Another famous horse was the stallion Original Shales, foaled in East Anglia in 1755. He was by the stallion Blaze, the son of the famous undefeated racehorse, Flying Childers who was a grandson of the great Darley Arabian (one of the three foundation stallions of the Thoroughbred breed). Original Shales sired two stallions—Scot Shales and Driver—both of which had a great influence on the Norfolk Trotter.

Messenger (GB), a 1780 grandson of Sampson, was a foundation sire of the present American Standardbred horse. Hambletonian 10 had at least three crosses of Messenger in the third and fourth generations of his pedigree (3x4x4).

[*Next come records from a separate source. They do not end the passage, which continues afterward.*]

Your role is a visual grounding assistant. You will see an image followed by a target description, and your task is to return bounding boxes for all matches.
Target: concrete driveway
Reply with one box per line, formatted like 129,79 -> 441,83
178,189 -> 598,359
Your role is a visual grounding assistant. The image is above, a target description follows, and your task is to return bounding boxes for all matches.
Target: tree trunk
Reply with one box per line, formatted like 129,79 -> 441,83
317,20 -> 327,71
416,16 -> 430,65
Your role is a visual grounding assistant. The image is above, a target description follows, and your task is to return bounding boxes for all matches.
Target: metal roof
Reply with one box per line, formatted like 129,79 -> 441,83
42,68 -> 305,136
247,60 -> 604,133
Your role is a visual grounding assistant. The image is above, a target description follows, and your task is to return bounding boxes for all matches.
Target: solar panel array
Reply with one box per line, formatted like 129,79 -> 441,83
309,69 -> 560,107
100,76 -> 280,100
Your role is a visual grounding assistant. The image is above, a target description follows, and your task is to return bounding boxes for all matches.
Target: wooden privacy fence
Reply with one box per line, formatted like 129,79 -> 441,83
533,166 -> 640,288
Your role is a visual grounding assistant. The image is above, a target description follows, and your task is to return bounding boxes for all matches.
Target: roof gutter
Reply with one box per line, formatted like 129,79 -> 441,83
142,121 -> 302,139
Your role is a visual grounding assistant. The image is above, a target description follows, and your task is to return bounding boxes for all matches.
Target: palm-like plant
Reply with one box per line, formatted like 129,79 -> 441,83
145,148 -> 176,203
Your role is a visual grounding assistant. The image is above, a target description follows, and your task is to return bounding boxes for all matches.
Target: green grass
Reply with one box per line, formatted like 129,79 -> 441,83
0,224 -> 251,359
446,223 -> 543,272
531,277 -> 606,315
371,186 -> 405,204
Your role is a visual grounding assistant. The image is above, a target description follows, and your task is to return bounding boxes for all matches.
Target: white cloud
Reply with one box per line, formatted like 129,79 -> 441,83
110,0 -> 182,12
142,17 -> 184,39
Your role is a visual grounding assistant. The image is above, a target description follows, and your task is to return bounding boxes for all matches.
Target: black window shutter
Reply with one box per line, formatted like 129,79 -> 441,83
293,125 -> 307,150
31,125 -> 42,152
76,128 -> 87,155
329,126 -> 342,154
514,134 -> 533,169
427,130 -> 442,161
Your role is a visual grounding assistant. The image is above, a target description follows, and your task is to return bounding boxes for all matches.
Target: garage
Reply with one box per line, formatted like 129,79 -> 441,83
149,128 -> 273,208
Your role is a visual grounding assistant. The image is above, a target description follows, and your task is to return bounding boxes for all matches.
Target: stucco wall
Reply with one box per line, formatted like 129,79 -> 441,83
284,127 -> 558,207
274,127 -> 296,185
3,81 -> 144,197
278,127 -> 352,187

In the 1820s "Norfolk Cob" was recorded as having done 2 miles in 5 minutes 4 seconds and was one of the famous horses of that breed along with "Nonpareil," who was driven 100 miles in 9 hours 56 minutes 57 seconds.

In 1820 Bellfounder a Norfolk Trotter stallion who was able to trot 17 miles in an hour with 14 stone up, was exported to America where he was the damsire of Hambletonian 10. In this era, match-trotters competed under saddle, not harness. Later with improvements in roads, the Hackney was also used in harness, and he was then a riding and driving horse of high merit.

Robert and Philip Ramsdale, father and son, took the Norfolk horses Wroot's Pretender and Phenomenon to Yorkshire, where they bred them with Yorkshire trotting mares. In July 1800, the celebrated Hackney mare, Phenomenon, was backed to trot 17 miles in 56 minutes for a bet of £400, which she did in 53 minutes. In 1832, one of Phenomenon's daughters, the 14 hands Phenomena, trotted 17 miles in only 53 minutes. During the 19th century, with the expansion of the railway, the Norfolk breed fell out of favour, to be revived later by the Hackney Horse Society. The Norfolk and Yorkshire Trotter were selectively bred for elegant style and speed, and were developed into the modern Hackney Horse. The brilliant gaits of the Hackney Horse, however, saved it from extinction, and began its use in the show ring. They are still extremely successful in harness, and can also produce very nice riding horses, many known for their ability in show jumping and dressage competition.

In 1883, the Hackney Horse Society was formed in Norwich and the society’s stud book has records dating back to 1755 in the Hackney Stud Book.

Alexander Cassatt was responsible for the introduction of the Hackney Pony to the United States. In 1878 he acquired 239 Stella in Britain and brought her to Philadelphia. In 1891, Cassatt and other Hackney enthusiasts founded the American Hackney Horse Society which is based in Lexington, Kentucky.

Hackneys come in both pony and horse height ranges, and are one of the few breeds that recognize both pony and horse sizes. The Hackney Pony was developed in the late 19th century, when Hackney horses were bred to various pony breeds in order to create a very specific type of show pony.